Given the current news cycle, you might feel drawn to reminiscing about simpler times.
A new study suggests that you might want to lean into that tendency: Feelings of nostalgia, prompted by looking at old photos and videos, can help alleviate common aches and pains by reducing brain activity, researchers say.
The report found that participants, both male and female, had reduced perceptions of pain — particularly at "low pain intensities" — when feeling nostalgic. The lack of pain was related to decreased activity in two pain-related brain regions, the study noted.
Translation: You might already have a home remedy to help ease that headache you've been dealing with, simply by flipping through some old photo albums, or pulling up Netflix to watch a TV show from your childhood.

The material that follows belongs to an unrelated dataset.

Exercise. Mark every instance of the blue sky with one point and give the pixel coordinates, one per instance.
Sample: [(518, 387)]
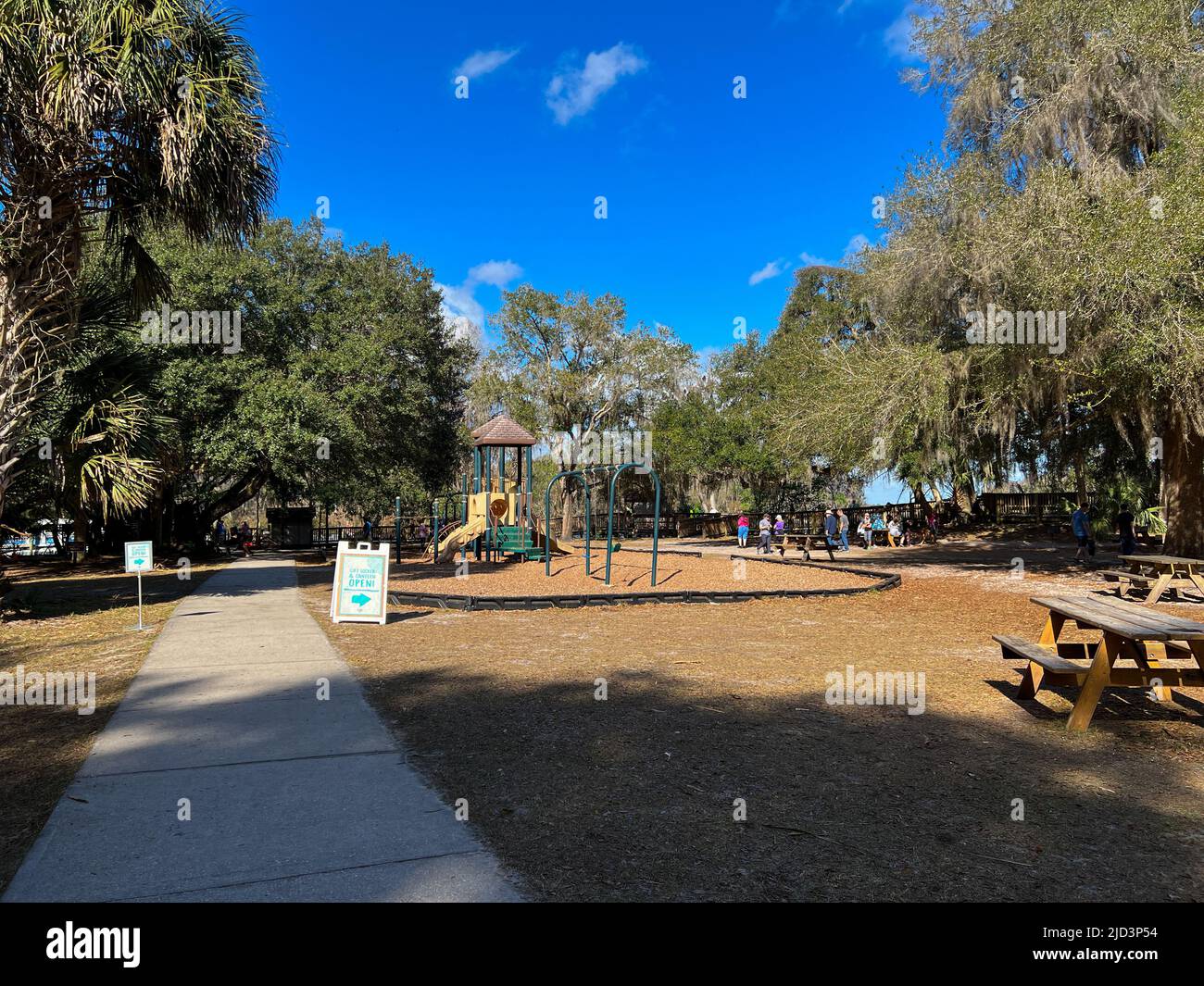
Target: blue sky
[(711, 201)]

The study, conducted by psychologists and neuroscientists at the Chinese Academy of Sciences in Beijing, was recently published in the peer-reviewed Journal of Neuroscience. Participants were hooked up to an fMRI machine, a functional magnetic resonance imaging machine that measures brain activity, and shown a series of 26 nostalgic images including old cartoons, schoolyard games and popular candy.
Participants were then exposed to varying levels of pain, using a small heat generator on their right forearm. Their brain activity was compared against readings from a control group, shown images from modern-day life that didn't spark any feelings of nostalgia.
The people who were shown childhood images felt lower levels of pain, while experiencing reduced activity in two brain regions that correlate with pain: the left lingual gyrus and parahippocampal gyrus, the study found.
In their report, researchers noted that nostalgia has long been known to reduce individuals' perception of physical pain — but the scientific reason behind it was "unclear." A 2012 study from psychologists at Sun Yat-Sen University in Guangzhou, China, for example, found that participants in a state of nostalgia "were able to hold their hand in a bucket of ice water for a longer period of time compared to participants asked to think about an ordinary event."
Now, the Beijing-based team is suggesting why that might be the case. "Our study found that the thalamus plays a key role as a functional linkage between nostalgia and pain, suggesting a possible analgesic modulatory mechanism of nostalgia," they wrote.
Or, in other words, feelings of nostalgia and pain come from some of the same parts of the brain — and feeling one might just help decrease your feelings of the other.